第二章 Memory corridor
第28話 プロローグ
『ごめん、ごめんなさい!』
何を謝っているのか分からないけれど、そんなに泣かないで。
ただただ立ち尽くす私に縋りついて、見たことも無い顔をして泣いているのだ。
謝りたいのは私の方なのに。ずっとずっと心の中で謝り続けていた筈の私も、何故謝りたいのか今の私には分からない。

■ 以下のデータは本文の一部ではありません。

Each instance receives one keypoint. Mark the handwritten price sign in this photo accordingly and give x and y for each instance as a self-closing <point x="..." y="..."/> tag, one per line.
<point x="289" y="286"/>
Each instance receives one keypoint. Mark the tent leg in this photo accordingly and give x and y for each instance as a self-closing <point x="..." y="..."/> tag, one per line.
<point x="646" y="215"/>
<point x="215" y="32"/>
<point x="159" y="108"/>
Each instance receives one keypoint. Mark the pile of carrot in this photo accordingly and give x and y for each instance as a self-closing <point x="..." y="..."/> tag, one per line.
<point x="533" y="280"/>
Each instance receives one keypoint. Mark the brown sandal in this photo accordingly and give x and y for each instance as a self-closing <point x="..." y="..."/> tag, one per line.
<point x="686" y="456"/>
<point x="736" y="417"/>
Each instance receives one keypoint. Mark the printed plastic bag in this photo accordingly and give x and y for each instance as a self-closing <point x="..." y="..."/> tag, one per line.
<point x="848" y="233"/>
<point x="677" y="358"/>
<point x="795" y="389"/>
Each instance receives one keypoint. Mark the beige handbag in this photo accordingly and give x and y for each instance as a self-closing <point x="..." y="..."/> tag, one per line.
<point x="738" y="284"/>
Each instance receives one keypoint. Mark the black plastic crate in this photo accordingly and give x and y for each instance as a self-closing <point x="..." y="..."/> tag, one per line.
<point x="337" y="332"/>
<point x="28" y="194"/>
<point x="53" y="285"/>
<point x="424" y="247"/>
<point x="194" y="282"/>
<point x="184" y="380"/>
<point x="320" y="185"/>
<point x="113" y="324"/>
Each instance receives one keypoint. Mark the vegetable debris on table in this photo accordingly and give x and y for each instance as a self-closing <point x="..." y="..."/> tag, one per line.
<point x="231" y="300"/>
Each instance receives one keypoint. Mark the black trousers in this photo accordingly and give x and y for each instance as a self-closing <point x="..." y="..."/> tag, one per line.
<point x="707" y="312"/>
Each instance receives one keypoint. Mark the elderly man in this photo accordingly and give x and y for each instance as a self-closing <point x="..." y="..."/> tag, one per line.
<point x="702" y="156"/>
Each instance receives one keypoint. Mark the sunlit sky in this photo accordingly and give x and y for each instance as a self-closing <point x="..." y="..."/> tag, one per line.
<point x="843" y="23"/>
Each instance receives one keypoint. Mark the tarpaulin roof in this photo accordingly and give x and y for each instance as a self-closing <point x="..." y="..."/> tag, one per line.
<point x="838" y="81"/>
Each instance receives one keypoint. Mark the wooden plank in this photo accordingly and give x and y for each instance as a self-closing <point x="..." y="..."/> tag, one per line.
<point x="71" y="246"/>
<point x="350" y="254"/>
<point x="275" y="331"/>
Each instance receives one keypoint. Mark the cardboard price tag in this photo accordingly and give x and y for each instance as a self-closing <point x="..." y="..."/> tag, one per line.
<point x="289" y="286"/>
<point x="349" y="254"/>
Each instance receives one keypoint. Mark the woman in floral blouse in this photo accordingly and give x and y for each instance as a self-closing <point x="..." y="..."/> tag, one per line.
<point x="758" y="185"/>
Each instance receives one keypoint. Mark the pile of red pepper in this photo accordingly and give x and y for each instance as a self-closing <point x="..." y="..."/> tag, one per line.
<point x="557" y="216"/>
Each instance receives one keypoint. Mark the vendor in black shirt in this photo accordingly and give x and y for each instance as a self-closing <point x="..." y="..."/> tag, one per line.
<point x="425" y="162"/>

そんなに辛そうな顔をするのなら私のように忘れてしまえばいいのに。
頬を伝う涙を感じ、そっと右手で拭ってみる。
自分が泣いている理由も分からない。だから私は足下で泣いている人に笑いかける。
「忘れてしまえばいいよ…」
タイマーの音が響き、私は目を覚ました。
数ヶ月前の状況を何時も夢に見るのだけれど、未だに思い出せない、不可解な感情。
しかしその感情は、すぐに不安に塗りつぶされてて行く。
着替えて洗面所へ行って顔を洗い、リビングに移動する。
「おはよう…お母さん」
朝ご飯を作っているお母さんは、驚いたように振り向き目を見開いた後、辛そうに顔を顰めて言った。
「…おはよう。えっと…っ…」
「いってきます」
「…いってらっしゃい」
だからさ、泣かないでよお母さん。